Wahab is starting a foundation focused on promoting inclusive education, health and family communities in Egypt, where he lives. He has been visiting schools throughout the eastern United States for the past two weeks to share his thoughts and receive feedback on the programs that are working here.
His foundation would include the following four elements: schools, vocational training centers, sports/social clubs, and access to hospitals and medical insurance.
“We are missing that in the region,” he said.
However, he explained, “It’s a big challenge. It’s not that easy.”
Wahab would like to create sister-school relationships with schools in the United States where teachers and students from across the world can share instructional models, systems and policies that have worked in and out of the classroom. Through partnerships with various schools in the U.S., Wahab said he would like to bring students and teachers in these programs to Egypt for training workshops where ideas can be exchanged.
While visiting Central, Wahab learned about the school’s L.I.F.E program, in which young adults with special needs learn life skills such as cooking, cleaning and computer skills.

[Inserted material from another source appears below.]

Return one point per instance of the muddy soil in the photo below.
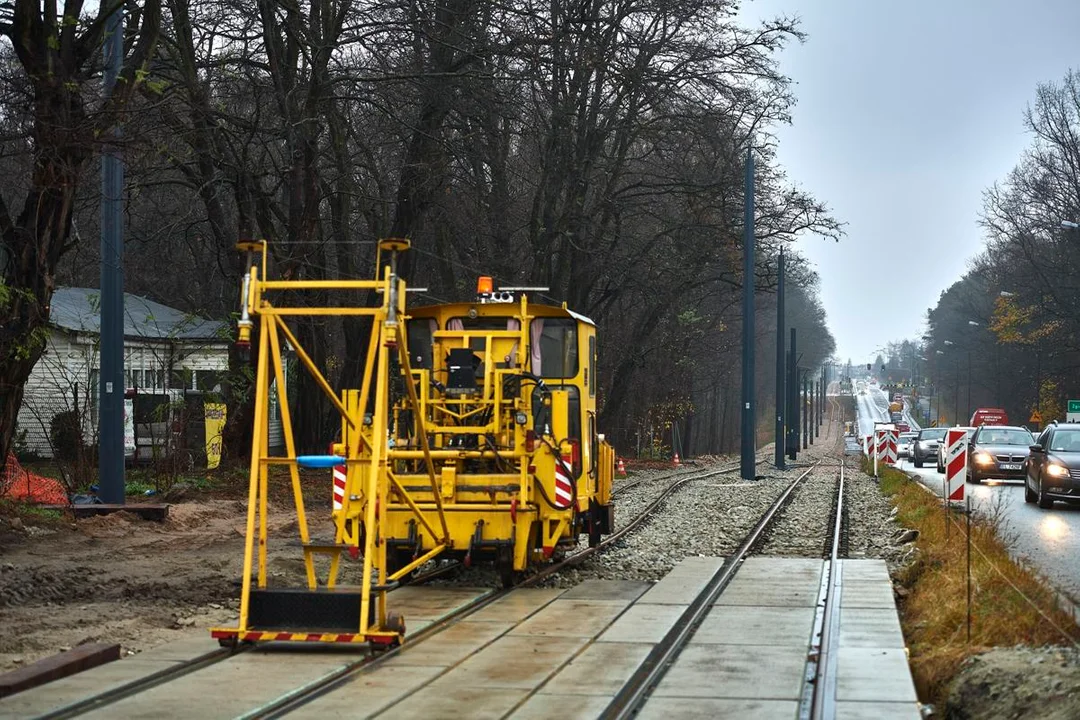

Additionally, special education teacher Megan Smith spoke about the school’s inclusive fitness and sports programs, which allow her special education students to receive physical education they may not be exposed to anywhere else.

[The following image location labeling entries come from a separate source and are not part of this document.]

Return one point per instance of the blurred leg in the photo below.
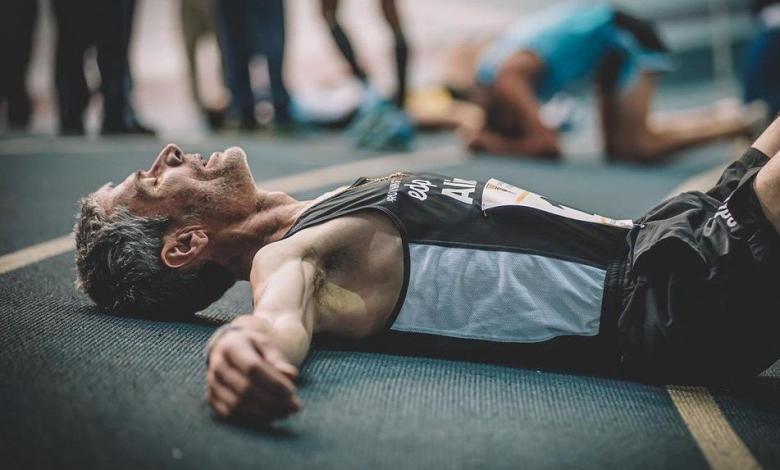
(269, 24)
(390, 12)
(190, 26)
(112, 45)
(628, 134)
(18, 25)
(232, 28)
(761, 71)
(329, 14)
(73, 37)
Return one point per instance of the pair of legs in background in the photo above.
(390, 13)
(82, 24)
(247, 27)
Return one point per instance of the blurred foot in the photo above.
(71, 127)
(215, 118)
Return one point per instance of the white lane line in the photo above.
(33, 254)
(721, 446)
(315, 179)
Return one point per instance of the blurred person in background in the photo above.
(18, 25)
(197, 21)
(107, 25)
(390, 12)
(380, 124)
(246, 26)
(761, 72)
(569, 45)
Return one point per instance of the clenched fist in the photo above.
(249, 376)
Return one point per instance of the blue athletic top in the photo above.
(486, 260)
(572, 39)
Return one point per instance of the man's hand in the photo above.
(248, 375)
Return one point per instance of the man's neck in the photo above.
(276, 213)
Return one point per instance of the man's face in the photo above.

“I think it’s been neat to see the student involvement,” she said.
Smith also asked two senior student mentors, Cianne Fields and Nicole Baker, who are part of the school’s fitness mentorship and Champions Together program, to talk about what they have been able to do. These mentorship programs allow students in fitness and sports medicine classes to work with special education students and encourage them to become more physically active.
As mentors, Cianne said, “we serve as leaders, we’re coaches, we’re players, we’re doing the activities with the special education program students to feel like more of a team and not so individual.”
They want to make physical activity seem less like a chore and be something fun that they can look forward to, Nicole said.
“But also we want to promote their social relationships between us, the student mentors, because it is a participating event where everyone is together equally,” Nicole said.
After the presentations, Wahab watched the students in action in the gym and saw how the mentors and special education students worked together on improving their physical fitness. Activities included jump rope, tag, sit-ups, push-ups and baseball. Wahab even grabbed a bat and played alongside the students.
“You are changing the world,” Wahab told the students. “What you are doing here will affect others in some other places in the world.”